Just then Joadja came back to the bar. She’d been in the back room making up placards for a demo against the CBD Metro proposal and brought in a piece of her handiwork to show off. She’d found a particularly witty photo of David Campbell and Nathan Rees and had embellished it with dialogue. Campbell was asking “But what’ll we do for the Westies, Nathan?” and Nathan was saying “They’ll just have to wait”.
“The whole insidious problem with the CBD Metro idea is that it’ll completely sabotage any future expansion of the heavy rail network”, Old remarked.
“Why’s that?”
“Because the city is the choke-point for the entire network. Sooner or later – and the way people are being forced back onto public transport by peak oil, it’s going be sooner – we’ll need a couple of additional rail tracks through the city.
“Anyway, years ago, the rail planners reserved a couple of corridors under the city, and the most important one is under Pitt Street. That’s the one they’re going to use for the CBD Metro.”

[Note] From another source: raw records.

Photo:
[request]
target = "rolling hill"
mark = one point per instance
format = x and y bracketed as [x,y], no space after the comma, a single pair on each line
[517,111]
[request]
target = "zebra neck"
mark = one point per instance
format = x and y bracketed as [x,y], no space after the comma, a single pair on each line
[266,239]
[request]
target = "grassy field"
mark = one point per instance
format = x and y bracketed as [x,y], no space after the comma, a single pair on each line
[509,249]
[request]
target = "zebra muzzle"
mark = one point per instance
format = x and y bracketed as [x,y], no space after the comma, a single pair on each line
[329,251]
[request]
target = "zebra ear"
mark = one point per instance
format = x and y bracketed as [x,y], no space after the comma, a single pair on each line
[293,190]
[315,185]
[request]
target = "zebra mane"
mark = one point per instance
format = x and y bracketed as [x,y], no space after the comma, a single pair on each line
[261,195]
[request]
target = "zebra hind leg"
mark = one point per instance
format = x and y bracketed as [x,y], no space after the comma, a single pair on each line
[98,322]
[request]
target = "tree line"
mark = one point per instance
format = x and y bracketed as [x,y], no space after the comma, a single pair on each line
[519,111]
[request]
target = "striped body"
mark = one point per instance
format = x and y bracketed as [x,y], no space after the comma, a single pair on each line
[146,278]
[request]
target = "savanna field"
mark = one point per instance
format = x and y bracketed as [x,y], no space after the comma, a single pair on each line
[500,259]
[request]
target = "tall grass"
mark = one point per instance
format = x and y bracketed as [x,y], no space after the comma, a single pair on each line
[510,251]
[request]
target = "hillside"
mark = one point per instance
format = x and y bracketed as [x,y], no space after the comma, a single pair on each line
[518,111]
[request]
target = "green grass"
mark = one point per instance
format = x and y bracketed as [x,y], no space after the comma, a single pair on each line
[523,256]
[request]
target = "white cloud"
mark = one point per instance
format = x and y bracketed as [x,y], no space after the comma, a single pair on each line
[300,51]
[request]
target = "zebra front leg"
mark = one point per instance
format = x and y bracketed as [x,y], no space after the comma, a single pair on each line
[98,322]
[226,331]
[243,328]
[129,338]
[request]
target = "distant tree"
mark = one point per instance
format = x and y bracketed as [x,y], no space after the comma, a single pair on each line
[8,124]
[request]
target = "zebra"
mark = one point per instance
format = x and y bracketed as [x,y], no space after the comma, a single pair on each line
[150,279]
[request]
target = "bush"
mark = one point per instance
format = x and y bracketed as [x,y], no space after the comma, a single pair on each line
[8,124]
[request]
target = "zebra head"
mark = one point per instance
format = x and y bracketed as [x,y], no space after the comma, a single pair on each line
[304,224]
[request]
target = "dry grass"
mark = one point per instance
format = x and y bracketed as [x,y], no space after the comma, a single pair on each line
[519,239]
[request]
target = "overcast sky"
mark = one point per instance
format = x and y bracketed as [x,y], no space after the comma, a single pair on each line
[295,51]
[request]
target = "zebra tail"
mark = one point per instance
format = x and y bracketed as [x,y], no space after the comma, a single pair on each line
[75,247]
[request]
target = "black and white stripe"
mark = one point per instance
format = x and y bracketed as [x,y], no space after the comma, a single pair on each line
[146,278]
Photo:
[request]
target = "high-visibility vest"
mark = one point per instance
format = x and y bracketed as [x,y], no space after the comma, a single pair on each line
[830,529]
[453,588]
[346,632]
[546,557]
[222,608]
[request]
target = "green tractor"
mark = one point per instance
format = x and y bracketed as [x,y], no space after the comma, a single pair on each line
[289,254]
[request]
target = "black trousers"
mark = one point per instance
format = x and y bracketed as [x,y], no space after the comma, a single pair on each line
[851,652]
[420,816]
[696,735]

“So if they use that, we can’t increase CityRail services?”
“Exactly … well not by much anyway. Whereas, if you unblock that choke-point with extra heavy rail track, you could increase services right across Sydney by 50 per cent. That means a station that now has a train every 15 minutes could have a train every ten minutes. And that would apply to over 250 stations. That’s not something you want to throw away.
“But what the CBD Metro is going to do is worse than that. The devil is in the detail. You see, the Metro would have to go under the CityRail lines at Martin Place and at Wynyard. That puts it deep down. I mean really deep. It isn’t practical to go any deeper, so in the future, there couldn’t be any new tunnels running north-south through the city – and that’s the death-knell for any expansion of services.
“But wait – it gets even worse. Some metro-style lines would be a good thing, but this silly CBD Metro idea also prevents them from happening in the future.”
“Where would these good metro lines go?”
“Well there really should be a line to Mosman and the northern Beaches, and metro would be ideal for that, and a Northern Beaches line could run through to the CBD then turn south East and go down to University of NSW and Maroubra Junction. There are a couple of different planning options for that, but with the CBD Metro in place you couldn’t build either because the CBD Metro would be in the way.”
“But hang on … there are only two tracks over the Harbour Bridge. Isn’t that a choke-point too?”
“There’s a bit of spare capacity there, but it will be pretty soon. There’s a couple of options for fixing that problem. The CityRail boys always wanted a rail tunnel under the harbour and, in the long-term it will be necessary, but obviously it would be very costly and it suffers from the problem that it has to go deep, which means steep gradients – not good for trains. That Dr Glazebrook from UTS has come up with another option. He’d take back the two eastern lanes of the bridge and use them for rail – they used to be used for trams you know.”
“Sounds like a great idea to me. It’d be a tiny fraction of the cost of a new under-harbour crossing. I mean, traffic isn’t growing, in fact it’s falling on most roads and the harbour tunnel is way below capacity. The cars can just go there.”
“Okay troops, time to leave for the demo” said Joadja emerging from the back room with the rest of her placards.
“Why not?” I said. “We just gotta stop this desperate mob of weird incompetents from stuffing up our beloved city any more. But Old, you mentioned that CityRail had plans for all these options for rail under the CBD. How come these things aren’t out there in the public domain. Why should they be a state secret?”
“Why indeed.”
(There is no suggestion Joe Meissner, Richo, any Rees Government identity or indeed any of the 40 official suspects were involved in the murder of Michael McGurk).